How a German degree boosted Anjana’s spirits

Strong industry-academia linkage offers more internships that allow students to understand the job trends and industry requirements

An advanced education system along with an affordable fee and promising post-study career opportunities continue to attract international students to German universities. Of these foreign aspirants, Indians are one of the largest groups.

The rise in the influx of international students in German varsities, says Anjana Devi, professor of Inorganic Materials Chemistry, Ruhr-University Bochum (RUB), has happened because of the introduction of the Bologna Reforms.

These Reforms have increased the acceptability of German degrees, improved the quality of academic courses, as well as employability in the implemented nations. It was first introduced by the Italian government in 1999 and later implemented by the German government as well.

According to DAAD India, the number of Indian students going to study in Germany has gone up by 13.4% from 15,529 in 2016-17 to 17,570 in 2017-18. Over the last eight years (2010-11 to 2017-18), there has been three times increase.

Study in Germany


Devi highlights that German universities focus on offering practical knowledge of theoretical concepts.

Also, availability of various courses in English and opportunities of quality research work make Germany a preferred place for higher education among international students.

Most German public varsities offer free education. This, says Devi, has further made the country a global educational hub for foreign aspirants.

However, this demand for receiving German education has increased, leading to cut-throat competition among international students. “Since German institutions have limited seats for foreign students, the competition to get admission is highly intense,” says Devi, adding that students with a strong academic record have an edge over others. Proficiency in German is also given preference.


A typical classroom in a German university comprises frontal lectures, e-learning and research-oriented teaching. Also, students are offered access to study material via e-learning platforms such as Moodle.


Thanks to its strong tradition and reputation of engineering and technology, a majority of Indian aspirants choose to study engineering programmes in Germany, says Devi.

According to DAAD, in 2016-17, 11,134 Indian students (71.70%) went to study Engineering Sciences in the country. “Among other study programmes, the ones in Social Sciences, Economics, Management and Natural Sciences are also the top picks among Indian students,” Devi adds.

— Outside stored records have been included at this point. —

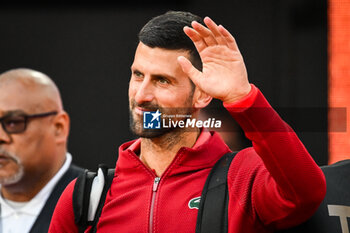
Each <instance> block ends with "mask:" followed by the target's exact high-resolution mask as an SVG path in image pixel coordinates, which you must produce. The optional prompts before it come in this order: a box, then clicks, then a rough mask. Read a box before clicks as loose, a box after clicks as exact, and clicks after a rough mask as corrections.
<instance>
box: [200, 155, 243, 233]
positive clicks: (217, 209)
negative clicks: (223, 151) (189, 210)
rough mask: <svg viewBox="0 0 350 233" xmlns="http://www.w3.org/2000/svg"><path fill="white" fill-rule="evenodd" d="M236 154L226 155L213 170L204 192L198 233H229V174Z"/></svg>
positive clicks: (221, 157) (219, 159)
mask: <svg viewBox="0 0 350 233" xmlns="http://www.w3.org/2000/svg"><path fill="white" fill-rule="evenodd" d="M236 154H237V152H233V153H227V154H225V155H224V156H222V157H221V158H220V159H219V161H218V162H216V164H215V165H214V166H213V168H212V169H211V171H210V173H209V175H208V178H207V180H206V182H205V185H204V188H203V191H202V196H201V201H200V207H199V210H198V217H197V224H196V233H213V232H215V233H227V232H228V186H227V173H228V170H229V168H230V164H231V162H232V160H233V158H234V157H235V155H236Z"/></svg>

She says that at RUB more than 5,000 international students are currently studying Natural Sciences, Engineering and Social Sciences, which are taught in English.

However, Devi advises Indian students to opt for master’s or doctoral programmes to study in Germany, they should refrain from taking up bachelor’s study programmes.

“Despite having a good hold over their areas of study, most Indian and Chinese students, among others, lack practical insight into theoretical concepts. Therefore, in the initial months of their undergraduate studies, this drawback makes it hard for them to cope with assignment works and projects,” says Devi, adding that German institutes offer additional training to such candidates to equip them with updated and latest skills.


German varsities have a strong industry-academia linkage that allows students to form an idea about the job trends and industry requirements through internships. This exposure also facilitates easy migration to jobs.

“Chemistry is one of the most preferred courses in Germany. Doctoral students can expect lucrative careers after the completion of their PhD programmes as the country boasts of a strong presence of chemical industries,” says Devi, who went to Germany in 1998 after finishing her PhD from the Indian Institute of Science (IISc), Bengaluru.

Facilities for foreign aspirants German universities have support centres for international students to help them get acquainted with the formal administrative aspects including admission, visa and also accommodation.

At RUB, says Devi who has been teaching in Germany for the last 17 years, a ‘Welcome Centre’ is present that assists foreign aspirants with the bureaucratic procedures.


Students from different countries enhance the diversity on university campuses. Besides India, most international students who come to study in Germany are from Asia, eastern Europe, Iran and Turkey.

“These foreign candidates are well integrated into German society. Being a liberal country, Germany offers a comfortable environment to these students,” says Devi, adding that while language is not a hindrance for international students, it is always an advantage to learn German.